Homing pigeons are considered the Lamborghinis of the pigeon world. Common pigeons - the ones that snack on trash on city streets, that mob unwary children with a loaf of bread - are derided by breeders as ’street rats.’ During both world wars, pigeons were decorated with medals for heroism and gallantry: the French had their Cher Ami, the Americans their GI Joe.
Pigeon racing is an echo of New York City’s past, and it’s fading. Pigeon coops are being written out of local zoning laws. At the local racing clubs, few members are younger than seventy years old: there are no young racers waiting to take their place. Says one old-timer: “‘Nobody comes in off the street and says, ‘I’m interested in pigeons; how do I get started?’ Now, when youngsters do keep birds, as soon as they discover girls, it’s over.’”
24 Mar
It’s a beauty pageant. With muskrats.

The Miss Outdoors Pageant has been a long-running staple of Golden Hill, Maryland. As it happened, this beauty pageant shared the stage with another contest: the World Championship Muskrat Skinning Contest, which drew crowds of hundreds. The contests usually take place, back-to-back. But these days, some contestants decided to enjoy the best of both worlds.

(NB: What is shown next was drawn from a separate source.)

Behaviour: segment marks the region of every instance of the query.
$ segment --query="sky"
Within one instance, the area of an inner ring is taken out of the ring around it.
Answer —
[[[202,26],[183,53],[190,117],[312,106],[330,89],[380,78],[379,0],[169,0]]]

Tiffany Brittingham did in first, in 2003: skinned a muskrat, in the pageant’s talent portion, while dressed in sparkly earrings and full make-up. Now a 6th-grade teacher, she was actually the subject of the documentary, ‘Muskrat Lovely,’ filmed in 2004. Brittingham finally won the beauty pageant in 2005, during which a man yelled from the audience, ‘I want to marry you.’
All of this makes perfect sense, in Chesapeake marsh country. The traditions are fading, of course: many lifelong muskrat trappers have had to find office jobs. But in 2008, 16-year old Dakota Abbott won both the Miss Outdoors contest on Friday. And the next day, she won the Woman’s Junior World Championship, by skinning two muskrats in a mere 102 seconds.